Temer é um dos poucos que gosta dos bastidores e da liturgia do poder
No cargo de vice-presidente da República, o paulista Michel Temer deu sua fisionomia ao PMDB e, com discrição, comanda a máquina partidária há 11 anos
Discreto, protocolar, litúrgico e um dos poucos políticos que, em vez da voz alta, usa os ouvidos para tomar decisões, o vice-presidente da República, Michel Temer, uniu e colocou o PMDB como uma espécie de fiel da balança nas eleições de 2014.
Com o mais importante cargo na linha sucessória do Palácio do Planalto, a hegemonia no comando do Congresso, o maior número de prefeitos (1.421), de vereadores (7.825), de deputados estaduais (147), quatro governadores, a segunda maior bancada na Câmara (77 deputados federais) e a maior no Senado (21 senadores com a adesão de Kátia Abreu, do Tocantins) desde a eleição da presidente Dilma Rousseff, em 2010, o PMDB se uniu em torno do nome de Temer. Hoje licenciado por conta das atribuições do cargo de vice, Temer comanda a máquina partidária há 11 anos e deu sua fisionomia ao PMDB.

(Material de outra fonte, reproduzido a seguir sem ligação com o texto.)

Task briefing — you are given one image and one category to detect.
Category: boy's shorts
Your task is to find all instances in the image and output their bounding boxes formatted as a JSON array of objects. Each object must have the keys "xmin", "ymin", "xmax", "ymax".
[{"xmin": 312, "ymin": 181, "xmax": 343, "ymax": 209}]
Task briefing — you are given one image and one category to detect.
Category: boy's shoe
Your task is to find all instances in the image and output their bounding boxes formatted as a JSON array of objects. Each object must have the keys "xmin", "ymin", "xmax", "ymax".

“Reconheço que o Michel vem exercendo um papel importante na conciliação do PMDB. Ao contrário de outros vices, pela discrição, experiência política e o perfil conciliador, ele conquistou um peso específico e importante no partido e nas decisões do governo”, diz o senador Pedro Simon (PMDB-RS), independente e peemedebista histórico. Em várias ocasiões Simon se insurgiu contra a ala governista do partido, da qual Temer é um dos idealizadores.
Tanto cacife obriga que nenhuma decisão relevante na relação com o governo deixa de passar por Temer. É dele também a costura que garantiu o acordo que levou a presidência da Câmara ao decano Henrique Eduardo Alves (RN) e Renan Calheiros (AL) à presidência do Senado. A contrapartida é o aval que garante a ele, mais uma vez, a vaga na dobradinha pela sucessão presidencial.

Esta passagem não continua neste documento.